The vent line is 1/4", 5/16's will work...to me your better off putting silicon around airbox...and on the drain are you talking about the "duck bill"? if so then yes


----------



## Muddy Brute Force (Dec 17, 2008)

mike parish said:


> ok guys im a little confused. i have checked every post on here,so i have done the search. i am wondering if the fuel tank vent line is run to the pod on the 08 brute 750? some post say it is and some say it is not.any help would be appreciated. thanx


Kawie650 is correct, but only applies to the 2008 & up models. Personally, like 08GreenBrute & Kawie650 said, it would be best to run new lines from the tank to the pod for safe measure.


----------



## 08GreenBrute (Jul 13, 2009)

while were on this subject what size is the overflow tank tube?


----------



## Masher (Jan 16, 2009)

I just did mine. I pulled the tank vent out of the frame then slipped a hose I bought from Autozone over it and put a clamp on it but I don't remember the size. I used the same hose for the overflow though.


----------



## muddnfool (Mar 13, 2009)

mike parish said:


> almost forgot what size is the fuel line,and will the airbox lid seal good enuff or will i have to make a gasket.also will i have to plug the drain on the airbox.thanx


dont know about the gas line. i would rtv the airbox lid the stock one sucks and the drain on the airbox isnt necessary but if you ever sink it it helps alot just run it out the duckbill


----------



## wood butcher (May 11, 2009)

Muddy Brute Force said:


> Kawie650 is correct, but only applies to the 2008 & up models.
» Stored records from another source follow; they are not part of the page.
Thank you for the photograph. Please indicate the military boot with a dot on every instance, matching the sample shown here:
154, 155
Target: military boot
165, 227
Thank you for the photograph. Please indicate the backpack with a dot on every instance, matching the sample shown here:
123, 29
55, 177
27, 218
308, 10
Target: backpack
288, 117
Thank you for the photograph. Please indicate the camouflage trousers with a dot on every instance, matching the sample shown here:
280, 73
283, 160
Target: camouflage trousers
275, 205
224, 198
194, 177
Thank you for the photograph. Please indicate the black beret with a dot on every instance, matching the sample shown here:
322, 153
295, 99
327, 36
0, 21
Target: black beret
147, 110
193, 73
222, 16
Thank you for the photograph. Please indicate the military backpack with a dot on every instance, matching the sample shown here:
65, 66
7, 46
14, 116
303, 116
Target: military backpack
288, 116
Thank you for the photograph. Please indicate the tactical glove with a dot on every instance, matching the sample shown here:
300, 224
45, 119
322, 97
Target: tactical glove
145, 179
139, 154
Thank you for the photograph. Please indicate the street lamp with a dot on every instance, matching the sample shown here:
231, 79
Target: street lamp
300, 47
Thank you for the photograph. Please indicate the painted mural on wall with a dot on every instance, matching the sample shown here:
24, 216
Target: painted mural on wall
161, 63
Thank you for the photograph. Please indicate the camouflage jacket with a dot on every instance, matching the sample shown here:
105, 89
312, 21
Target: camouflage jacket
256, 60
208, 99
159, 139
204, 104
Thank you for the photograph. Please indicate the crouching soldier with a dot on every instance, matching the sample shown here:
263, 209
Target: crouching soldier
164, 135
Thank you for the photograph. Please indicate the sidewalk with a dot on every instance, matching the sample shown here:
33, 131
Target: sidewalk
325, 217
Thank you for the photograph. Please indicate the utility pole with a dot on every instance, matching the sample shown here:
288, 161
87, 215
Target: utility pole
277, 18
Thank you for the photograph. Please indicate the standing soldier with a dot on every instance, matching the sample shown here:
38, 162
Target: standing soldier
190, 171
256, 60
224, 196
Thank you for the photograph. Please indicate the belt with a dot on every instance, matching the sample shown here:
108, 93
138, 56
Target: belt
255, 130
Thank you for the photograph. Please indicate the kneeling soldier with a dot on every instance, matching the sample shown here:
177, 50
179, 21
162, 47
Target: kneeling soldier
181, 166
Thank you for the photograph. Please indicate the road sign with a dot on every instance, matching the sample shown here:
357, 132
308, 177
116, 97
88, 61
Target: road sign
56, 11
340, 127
Personally, like 08GreenBrute & Kawie650 said, it would be best to run new lines from the tank to the pod for safe measure.


 i have an 06 650i and it has the tank vent that runs into the frame rail . it applys to older brutes too


----------



## hondarecoveryman (Feb 28, 2009)

650i and 750i share the same frame ,but a 650 SRA brute is a P650 frame with the newer engine design


----------



## snopro8000 (Feb 5, 2018)

sorry to dig up an old thread, but looking to run new fuel vent line... 1/4" ID?


Silicone Tubing, 1/4"ID, 1/2"OD, 1/8"Wall - 10 Feet: Amazon.com: Industrial & Scientific


----------